In Situ Observation of Proton-Induced DNA Fragmentation in the Bragg Peak: Evidence for a Protective Role of Water

Abstract

We report in situ single-molecule measurements of proton-induced double-strand breaks (DSBs) in DNA immersed in water, using real-time fluorescence tracking along the entire proton path, including the Bragg peak region. By chemically suppressing radical-mediated processes, we isolate direct DNA damage mechanisms and determine DSB cross sections as a function of depth. Near the Bragg peak, we observe a tenfold reduction in DSB cross sections in aqueous DNA compared to dry DNA, providing quantitative evidence for the protective role of water. These findings highlight the importance of intermolecular energy dissipation in mitigating radiation-induced damage in condensed biological matter, with implications for radiobiology and proton therapy modeling.

Figures (5)

• Figure 1: Principle of the in situ observation of DSB DNA fragmentation (a) A DNA solution is irradiated with 3 MeV protons up to the Bragg peak region. (b) DNA dynamics at depth z are captured via fluorescence microscopy within a 13 µm imaging depth. (c) Sequential snapshots of DNA after a 400 ms irradiation of 6,000 protons µm$^{-2}$ applied at time t = 0 s. Two T4 DNA molecules are visible, with the upper one undergoing a DSB event resulting in a multiplicity of 2.

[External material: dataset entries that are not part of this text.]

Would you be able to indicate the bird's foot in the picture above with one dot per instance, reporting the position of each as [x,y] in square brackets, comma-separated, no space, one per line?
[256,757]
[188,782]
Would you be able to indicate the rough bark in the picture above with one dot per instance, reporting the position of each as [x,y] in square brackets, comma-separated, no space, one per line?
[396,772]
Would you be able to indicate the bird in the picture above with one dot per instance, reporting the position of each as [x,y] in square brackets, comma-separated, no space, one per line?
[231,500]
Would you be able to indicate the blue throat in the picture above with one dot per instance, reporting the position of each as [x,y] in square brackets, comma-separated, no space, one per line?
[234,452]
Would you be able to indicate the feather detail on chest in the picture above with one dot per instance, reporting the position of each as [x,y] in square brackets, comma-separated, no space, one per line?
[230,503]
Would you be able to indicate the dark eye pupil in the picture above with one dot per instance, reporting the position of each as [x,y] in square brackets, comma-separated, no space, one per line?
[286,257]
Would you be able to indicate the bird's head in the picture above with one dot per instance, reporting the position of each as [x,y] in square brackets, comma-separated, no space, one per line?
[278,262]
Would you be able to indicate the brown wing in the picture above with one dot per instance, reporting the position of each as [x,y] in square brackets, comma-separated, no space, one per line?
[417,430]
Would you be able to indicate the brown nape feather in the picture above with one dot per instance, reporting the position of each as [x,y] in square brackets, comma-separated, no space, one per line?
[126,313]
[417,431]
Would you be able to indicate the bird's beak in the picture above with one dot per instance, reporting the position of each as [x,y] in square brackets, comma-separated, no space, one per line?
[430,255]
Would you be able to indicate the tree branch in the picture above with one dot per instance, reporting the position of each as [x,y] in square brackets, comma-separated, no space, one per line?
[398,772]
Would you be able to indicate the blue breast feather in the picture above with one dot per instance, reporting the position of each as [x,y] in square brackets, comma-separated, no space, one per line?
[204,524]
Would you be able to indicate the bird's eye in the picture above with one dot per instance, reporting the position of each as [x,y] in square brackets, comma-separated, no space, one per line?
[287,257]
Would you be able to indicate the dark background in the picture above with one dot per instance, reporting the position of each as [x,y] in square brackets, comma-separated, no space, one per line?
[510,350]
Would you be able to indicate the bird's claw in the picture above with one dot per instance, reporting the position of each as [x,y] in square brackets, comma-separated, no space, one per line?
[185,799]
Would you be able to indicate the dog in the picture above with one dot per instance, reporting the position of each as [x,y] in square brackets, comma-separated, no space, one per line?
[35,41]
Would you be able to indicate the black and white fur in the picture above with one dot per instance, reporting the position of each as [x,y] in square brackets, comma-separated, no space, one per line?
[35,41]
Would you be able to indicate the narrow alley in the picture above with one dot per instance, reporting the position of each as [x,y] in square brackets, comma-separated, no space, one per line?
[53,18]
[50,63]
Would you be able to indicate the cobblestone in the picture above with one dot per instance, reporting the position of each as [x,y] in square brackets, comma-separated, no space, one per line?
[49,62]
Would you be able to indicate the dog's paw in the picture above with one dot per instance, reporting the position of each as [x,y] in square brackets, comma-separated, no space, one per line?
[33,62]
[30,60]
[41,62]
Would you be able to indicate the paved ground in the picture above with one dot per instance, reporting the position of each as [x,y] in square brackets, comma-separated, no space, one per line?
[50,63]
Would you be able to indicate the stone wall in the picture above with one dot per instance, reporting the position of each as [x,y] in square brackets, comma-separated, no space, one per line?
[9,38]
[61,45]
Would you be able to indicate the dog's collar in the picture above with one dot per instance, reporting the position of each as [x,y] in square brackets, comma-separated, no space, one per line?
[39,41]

• Figure 2: Multiplicity distributions for 1.5-3 MeV proton - T4 DNA collisions in water target within the 25-90 µm depth range. Experimental results are represented by symbols. The high-density shaded areas correspond to fits using the fragmentation model with $\langle\sigma_{DSB}\rangle$=(5.4 $\pm$ 0.8)$\times$10$^{-18}$cm$^2$bp$^{-1}$. The low density shaded area provides prediction for m=1 (no fragmentation) with $\langle\sigma_{DSB}\rangle$=(10.6 $\pm$ 2.0)$\times$10$^{-18}$cm$^2$bp$^{-1}$ as expected for dry DNA.
• Figure 3: Schematic representation of the fragmentation analysis applied to four simulated events, showing: (1) random bond breaking, (2) application of size detection thresholds, and (3) resulting detected fragment multiplicities. The letters w, x, y, and z denote four distinct fragment sizes.

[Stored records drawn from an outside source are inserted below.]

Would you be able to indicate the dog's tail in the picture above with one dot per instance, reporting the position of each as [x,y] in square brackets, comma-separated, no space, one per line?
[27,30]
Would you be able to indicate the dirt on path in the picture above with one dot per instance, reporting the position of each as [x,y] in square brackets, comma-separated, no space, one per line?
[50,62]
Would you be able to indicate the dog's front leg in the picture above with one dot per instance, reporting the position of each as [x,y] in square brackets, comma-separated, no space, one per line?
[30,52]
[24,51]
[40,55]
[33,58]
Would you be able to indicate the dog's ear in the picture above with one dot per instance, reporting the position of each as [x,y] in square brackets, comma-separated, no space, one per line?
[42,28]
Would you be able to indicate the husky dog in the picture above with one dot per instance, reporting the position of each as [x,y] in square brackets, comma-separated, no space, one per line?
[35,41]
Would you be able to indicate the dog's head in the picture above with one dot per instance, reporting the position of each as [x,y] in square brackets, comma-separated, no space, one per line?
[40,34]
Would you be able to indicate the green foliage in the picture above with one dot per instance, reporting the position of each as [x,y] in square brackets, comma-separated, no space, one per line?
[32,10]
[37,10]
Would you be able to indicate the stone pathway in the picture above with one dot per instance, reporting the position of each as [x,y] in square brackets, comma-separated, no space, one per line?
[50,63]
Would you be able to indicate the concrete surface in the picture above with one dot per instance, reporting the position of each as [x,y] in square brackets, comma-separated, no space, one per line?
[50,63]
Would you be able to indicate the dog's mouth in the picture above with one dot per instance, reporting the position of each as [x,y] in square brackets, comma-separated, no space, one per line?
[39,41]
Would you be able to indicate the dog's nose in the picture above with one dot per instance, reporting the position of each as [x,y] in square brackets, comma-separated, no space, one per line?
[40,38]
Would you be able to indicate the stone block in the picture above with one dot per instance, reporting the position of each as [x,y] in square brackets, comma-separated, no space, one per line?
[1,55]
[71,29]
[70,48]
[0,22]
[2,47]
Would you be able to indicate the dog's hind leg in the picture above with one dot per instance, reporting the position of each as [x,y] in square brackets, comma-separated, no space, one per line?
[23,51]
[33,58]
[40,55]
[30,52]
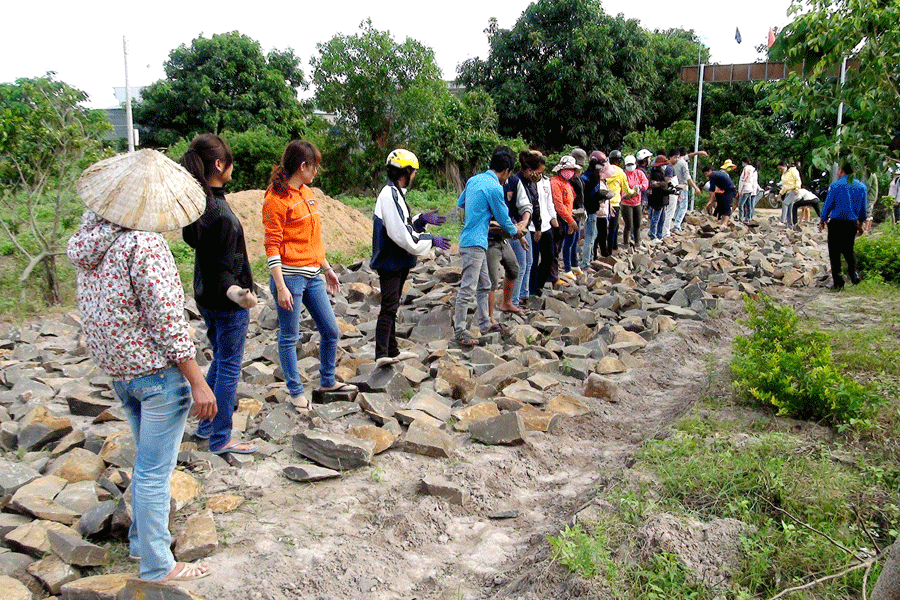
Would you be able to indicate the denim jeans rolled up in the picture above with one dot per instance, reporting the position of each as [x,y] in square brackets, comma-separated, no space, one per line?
[310,293]
[157,407]
[226,331]
[523,258]
[475,281]
[590,234]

• Figure 4: Depth profile of the raw DSB cross-section over 20 µm depth intervals (blue circle) alongside the stopping power profile of 3 MeV incident protons (magenta line).

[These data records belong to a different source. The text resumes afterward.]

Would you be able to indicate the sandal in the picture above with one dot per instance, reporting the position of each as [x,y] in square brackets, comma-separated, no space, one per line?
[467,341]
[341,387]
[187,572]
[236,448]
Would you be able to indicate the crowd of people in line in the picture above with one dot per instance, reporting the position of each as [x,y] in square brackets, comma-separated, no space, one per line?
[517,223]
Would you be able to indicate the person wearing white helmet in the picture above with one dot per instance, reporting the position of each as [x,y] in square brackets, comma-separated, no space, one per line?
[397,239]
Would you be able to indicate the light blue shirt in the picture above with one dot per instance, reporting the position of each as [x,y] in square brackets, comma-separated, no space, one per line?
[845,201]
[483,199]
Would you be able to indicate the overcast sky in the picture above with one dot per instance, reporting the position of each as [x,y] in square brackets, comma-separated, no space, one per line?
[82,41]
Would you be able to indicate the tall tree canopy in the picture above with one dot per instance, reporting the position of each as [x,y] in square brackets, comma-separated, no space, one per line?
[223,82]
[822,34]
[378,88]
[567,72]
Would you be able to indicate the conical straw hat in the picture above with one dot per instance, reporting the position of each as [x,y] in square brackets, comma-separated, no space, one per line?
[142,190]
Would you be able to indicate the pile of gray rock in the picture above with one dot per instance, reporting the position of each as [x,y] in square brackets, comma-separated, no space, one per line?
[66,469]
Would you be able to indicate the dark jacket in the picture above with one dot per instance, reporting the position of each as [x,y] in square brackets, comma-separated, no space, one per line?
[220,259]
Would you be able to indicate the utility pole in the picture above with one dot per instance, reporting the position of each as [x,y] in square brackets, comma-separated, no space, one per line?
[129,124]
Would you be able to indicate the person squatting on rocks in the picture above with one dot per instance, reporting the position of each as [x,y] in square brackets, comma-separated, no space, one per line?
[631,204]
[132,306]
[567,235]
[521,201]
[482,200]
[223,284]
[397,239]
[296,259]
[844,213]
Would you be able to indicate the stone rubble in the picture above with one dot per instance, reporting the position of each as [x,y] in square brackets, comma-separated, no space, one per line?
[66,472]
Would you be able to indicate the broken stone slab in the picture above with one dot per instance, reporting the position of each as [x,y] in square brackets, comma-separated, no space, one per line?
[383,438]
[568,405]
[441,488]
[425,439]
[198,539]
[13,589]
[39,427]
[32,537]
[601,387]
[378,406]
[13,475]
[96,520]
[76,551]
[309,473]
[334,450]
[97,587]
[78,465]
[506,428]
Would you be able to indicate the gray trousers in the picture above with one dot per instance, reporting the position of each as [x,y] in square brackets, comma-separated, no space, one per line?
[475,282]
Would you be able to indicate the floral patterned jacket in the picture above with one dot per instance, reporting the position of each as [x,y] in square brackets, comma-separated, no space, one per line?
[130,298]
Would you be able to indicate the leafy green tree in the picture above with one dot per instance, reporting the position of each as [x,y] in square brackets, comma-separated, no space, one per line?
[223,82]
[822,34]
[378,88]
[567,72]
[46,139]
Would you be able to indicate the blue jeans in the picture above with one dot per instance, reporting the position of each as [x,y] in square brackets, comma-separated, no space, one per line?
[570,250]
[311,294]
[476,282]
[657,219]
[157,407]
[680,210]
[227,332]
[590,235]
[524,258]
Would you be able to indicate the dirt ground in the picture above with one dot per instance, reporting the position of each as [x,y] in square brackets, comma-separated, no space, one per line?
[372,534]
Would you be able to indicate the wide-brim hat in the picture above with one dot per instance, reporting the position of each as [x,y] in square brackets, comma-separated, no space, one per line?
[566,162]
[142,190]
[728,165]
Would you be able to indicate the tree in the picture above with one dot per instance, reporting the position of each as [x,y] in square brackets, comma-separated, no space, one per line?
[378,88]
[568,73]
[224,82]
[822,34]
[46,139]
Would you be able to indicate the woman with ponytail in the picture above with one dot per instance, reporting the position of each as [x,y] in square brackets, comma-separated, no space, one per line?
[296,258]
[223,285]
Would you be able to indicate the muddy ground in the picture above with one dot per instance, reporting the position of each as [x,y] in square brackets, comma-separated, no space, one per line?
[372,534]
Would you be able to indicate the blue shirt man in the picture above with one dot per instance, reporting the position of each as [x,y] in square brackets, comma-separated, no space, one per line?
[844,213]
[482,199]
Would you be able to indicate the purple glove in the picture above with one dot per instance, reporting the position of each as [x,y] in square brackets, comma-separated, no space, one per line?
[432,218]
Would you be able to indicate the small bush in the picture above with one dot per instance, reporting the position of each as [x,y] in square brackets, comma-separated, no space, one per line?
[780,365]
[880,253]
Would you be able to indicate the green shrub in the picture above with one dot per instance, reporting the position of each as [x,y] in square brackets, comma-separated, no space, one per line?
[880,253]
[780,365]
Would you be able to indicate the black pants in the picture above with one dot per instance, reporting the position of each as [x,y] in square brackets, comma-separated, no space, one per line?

• Figure 5: Depth profile of the unfolded DSB cross-sections for DNA in the water target (blue circle). DSB cross-sections for dry (isolated) DNA are shown as red souici2017single and green beaudier2024quantitative circles. Proton energies used to measure these larger cross-sections are converted into depths within the water ziegler2010srim, considering a proton energy of 3 MeV at the entrance face of the target.